Ghana Lost $54B to Trade Illicit Flows in a Decade (Report Urges Customs Reform, Data Analytics)

According to a Global Financial Integrity (GFI) report, Ghana lost an estimated US$54.1 billion to trade-related illicit financial flows (IFFs) between 2013 and 2022. This makes it the third most affected country in Africa. The study found that almost 28% of Ghana’s trade may be misinvoiced or not counted, especially when it comes to gold, cocoa, and oil exports. Ghana lost $20.5 billion in trade with developed countries. Ghana lost more than Côte d’Ivoire ($47.7 billion) and Kenya ($47.5 billion), but South Africa ($478 billion) and Nigeria ($77.7 billion) lost more in absolute terms. The report talks about the human cost, saying that countries with high IFFs spend less on health and education. It also says that even getting back some of the $54.1 billion could pay for schools, clinics, and infrastructure.
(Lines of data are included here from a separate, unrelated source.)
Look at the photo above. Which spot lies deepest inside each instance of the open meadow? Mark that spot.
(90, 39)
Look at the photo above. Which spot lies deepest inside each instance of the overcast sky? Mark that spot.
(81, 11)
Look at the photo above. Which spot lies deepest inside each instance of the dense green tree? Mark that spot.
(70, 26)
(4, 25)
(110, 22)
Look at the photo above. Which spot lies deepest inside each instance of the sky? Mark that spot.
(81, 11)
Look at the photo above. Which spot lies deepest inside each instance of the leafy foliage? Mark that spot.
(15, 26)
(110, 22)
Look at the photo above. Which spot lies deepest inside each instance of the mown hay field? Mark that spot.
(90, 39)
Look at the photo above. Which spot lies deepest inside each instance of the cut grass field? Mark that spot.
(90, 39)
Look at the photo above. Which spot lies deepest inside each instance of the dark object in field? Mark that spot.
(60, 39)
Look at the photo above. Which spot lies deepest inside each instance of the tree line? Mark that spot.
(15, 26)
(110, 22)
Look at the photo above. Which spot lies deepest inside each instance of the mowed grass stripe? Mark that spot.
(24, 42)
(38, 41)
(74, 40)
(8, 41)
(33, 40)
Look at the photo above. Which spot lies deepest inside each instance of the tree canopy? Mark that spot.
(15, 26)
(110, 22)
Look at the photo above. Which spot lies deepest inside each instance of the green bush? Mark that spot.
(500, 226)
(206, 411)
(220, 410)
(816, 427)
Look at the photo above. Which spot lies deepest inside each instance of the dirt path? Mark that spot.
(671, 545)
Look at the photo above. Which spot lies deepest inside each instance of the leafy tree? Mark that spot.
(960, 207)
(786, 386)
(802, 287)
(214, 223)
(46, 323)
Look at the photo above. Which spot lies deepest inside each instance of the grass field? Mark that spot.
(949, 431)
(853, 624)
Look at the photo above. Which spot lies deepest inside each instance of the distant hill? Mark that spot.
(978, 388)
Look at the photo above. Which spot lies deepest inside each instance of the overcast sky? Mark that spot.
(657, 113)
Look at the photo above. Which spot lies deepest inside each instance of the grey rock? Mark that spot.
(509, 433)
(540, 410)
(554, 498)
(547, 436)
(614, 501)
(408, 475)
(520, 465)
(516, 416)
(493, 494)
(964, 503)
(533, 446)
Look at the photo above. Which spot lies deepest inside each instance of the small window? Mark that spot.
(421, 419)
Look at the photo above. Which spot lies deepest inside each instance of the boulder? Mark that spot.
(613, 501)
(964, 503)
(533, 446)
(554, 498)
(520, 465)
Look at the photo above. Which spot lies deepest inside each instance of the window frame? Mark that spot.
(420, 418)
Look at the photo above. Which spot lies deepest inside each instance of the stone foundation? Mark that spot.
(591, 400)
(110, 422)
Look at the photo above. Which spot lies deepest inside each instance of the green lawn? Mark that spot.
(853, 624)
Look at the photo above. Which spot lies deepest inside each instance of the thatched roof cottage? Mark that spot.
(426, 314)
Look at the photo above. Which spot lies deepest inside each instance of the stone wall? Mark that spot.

GFI says that customs systems should be updated with data analytics, beneficial ownership registries should be set up, trade data should be stored on blockchain, AfCFTA should make regional cooperation stronger, and laws should be enforced to make trade misinvoicing a crime, punish those who do it, and protect whistleblowers. Ghana’s economic sovereignty and goals for inclusive growth are still at risk without these kinds of changes. However, effective measures could turn illegal outflows into domestic development.